Selon lui, best effort, communications asynchrones et IP ont permis jusqu’à aujourd’hui l’émergence de portails pour le moins détestables : « une espèce de confiscation du réseau, on passe sous le joug d’un portail, de l’anti-internet », à l’index ? Google, Facebook, Amazon, etc. « Je me connecte sur Facebook et j’envoie un mail à quelqu’un qui est aussi connecté sur le même ordinateur. C’est la négation même du réseau. Tous ces gens-là qui gagnent de l’argent avec de la publicité, etc. et qui méprisent le réseau puisqu’ils ne l’utilisent pas, on se connecte sur ces portails via internet mais on pourrait bien sûr se connecter via autre chose (…) c’est la négation de la communication riche et différenciée ». Où la facturation devrait être adaptée.
Le bonheur est dans le prix
Interrogé par l’ARCEP, Riguidel considère qu’il serait judicieux que les pouvoirs publics fassent en sorte de « revenir à une vérité des prix ». « Le bonheur de la France, ça a été de mettre des forfaits pour les FAI à 30 euros, c’est ça qui a permis le développement du haut débit en France, mais aujourd’hui ce tarif bloqué c’est finalement un frein ». La suite : « et puis, je dirai, toutes les outrances, débordements, tous les contournements sont un peu provoqués par ce verrou qui bloque le développement finalement des réseaux de communications ».
Pour Riguidel, il faudrait que le prix des forfaits s’adapte à la réalité économique, tarifaire, selon qu’on télécharge beaucoup ou pas, qu’on a besoin de latence ou pas, d’applications hautement sécurisées, etc.
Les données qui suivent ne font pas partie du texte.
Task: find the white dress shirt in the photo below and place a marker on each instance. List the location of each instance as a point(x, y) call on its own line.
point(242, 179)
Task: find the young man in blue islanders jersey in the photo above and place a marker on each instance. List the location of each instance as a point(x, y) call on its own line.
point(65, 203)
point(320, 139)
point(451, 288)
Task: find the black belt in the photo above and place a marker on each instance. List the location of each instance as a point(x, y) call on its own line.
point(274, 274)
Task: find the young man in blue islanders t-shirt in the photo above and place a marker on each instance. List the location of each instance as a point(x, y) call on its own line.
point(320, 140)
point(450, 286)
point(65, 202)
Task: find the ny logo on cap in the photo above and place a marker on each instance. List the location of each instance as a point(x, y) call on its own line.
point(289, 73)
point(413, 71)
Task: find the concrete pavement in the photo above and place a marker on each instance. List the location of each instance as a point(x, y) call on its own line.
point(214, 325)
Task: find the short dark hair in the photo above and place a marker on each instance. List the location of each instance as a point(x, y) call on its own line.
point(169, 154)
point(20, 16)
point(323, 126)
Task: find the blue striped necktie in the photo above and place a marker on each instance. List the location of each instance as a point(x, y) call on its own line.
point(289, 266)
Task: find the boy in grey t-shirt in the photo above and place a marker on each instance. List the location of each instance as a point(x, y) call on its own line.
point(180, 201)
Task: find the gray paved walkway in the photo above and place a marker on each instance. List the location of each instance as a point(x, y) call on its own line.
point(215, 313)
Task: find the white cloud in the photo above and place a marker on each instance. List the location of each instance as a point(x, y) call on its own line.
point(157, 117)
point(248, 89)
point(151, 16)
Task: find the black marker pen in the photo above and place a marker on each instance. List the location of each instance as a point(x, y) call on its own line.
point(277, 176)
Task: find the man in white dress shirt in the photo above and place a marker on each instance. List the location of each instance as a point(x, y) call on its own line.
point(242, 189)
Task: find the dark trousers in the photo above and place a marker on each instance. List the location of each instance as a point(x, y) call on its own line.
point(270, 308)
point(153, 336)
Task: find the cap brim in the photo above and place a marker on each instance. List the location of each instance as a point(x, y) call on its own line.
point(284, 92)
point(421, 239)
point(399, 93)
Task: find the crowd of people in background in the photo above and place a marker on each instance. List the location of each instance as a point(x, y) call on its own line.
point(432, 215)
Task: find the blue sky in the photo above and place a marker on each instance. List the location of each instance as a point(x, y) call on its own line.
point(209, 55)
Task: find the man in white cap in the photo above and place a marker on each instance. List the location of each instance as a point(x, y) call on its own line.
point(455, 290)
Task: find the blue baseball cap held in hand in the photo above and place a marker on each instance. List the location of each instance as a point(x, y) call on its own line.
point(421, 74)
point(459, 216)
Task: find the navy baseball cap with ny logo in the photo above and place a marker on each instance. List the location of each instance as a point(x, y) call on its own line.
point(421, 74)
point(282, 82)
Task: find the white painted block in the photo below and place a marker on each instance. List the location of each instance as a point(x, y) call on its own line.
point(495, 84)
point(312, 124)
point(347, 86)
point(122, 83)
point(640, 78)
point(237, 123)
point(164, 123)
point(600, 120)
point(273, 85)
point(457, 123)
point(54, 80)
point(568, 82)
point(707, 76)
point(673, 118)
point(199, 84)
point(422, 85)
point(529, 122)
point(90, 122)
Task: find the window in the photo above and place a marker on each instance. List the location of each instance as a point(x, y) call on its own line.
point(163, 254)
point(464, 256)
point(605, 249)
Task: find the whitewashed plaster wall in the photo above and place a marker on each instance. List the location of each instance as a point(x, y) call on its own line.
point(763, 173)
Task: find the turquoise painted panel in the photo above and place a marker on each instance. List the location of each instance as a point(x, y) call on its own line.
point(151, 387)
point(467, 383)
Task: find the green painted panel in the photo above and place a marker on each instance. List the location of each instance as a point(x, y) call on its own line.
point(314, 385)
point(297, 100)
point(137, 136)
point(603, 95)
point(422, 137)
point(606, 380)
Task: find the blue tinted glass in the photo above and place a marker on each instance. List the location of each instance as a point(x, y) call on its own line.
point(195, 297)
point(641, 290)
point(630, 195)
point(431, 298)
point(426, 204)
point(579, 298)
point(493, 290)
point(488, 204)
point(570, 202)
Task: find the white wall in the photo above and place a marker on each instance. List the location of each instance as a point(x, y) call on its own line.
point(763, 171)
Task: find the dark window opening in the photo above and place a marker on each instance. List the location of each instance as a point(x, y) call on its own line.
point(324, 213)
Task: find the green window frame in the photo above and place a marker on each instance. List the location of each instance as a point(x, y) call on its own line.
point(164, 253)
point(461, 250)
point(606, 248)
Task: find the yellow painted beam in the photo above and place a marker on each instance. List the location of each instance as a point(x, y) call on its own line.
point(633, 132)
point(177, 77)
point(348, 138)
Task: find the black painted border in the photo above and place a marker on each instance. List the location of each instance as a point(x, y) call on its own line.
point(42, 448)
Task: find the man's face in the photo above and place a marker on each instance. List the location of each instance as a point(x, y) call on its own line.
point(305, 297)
A chaque fois, le tarif n’est et ne peut être le même. « Il faut arrêter de penser que la bande passante est infinie, que tout est gratuit, etc. »
Mirabeau enterré sous le Conseil constitutionnel
L’apothéose : « surtout, il faut arrêter d’entretenir une certaine confusion parce que lorsqu’on parle de neutralité, souvent on parle de respect des droits de l’homme, etc. Enfin, Mirabeau doit se retourner dans sa tombe ! » Ce n’est pourtant pas l’avis du juge constitutionnel qui a sanctionné des dispositions d’Hadopi avec l’aide de cette fichue Déclaration des Droits de 1789.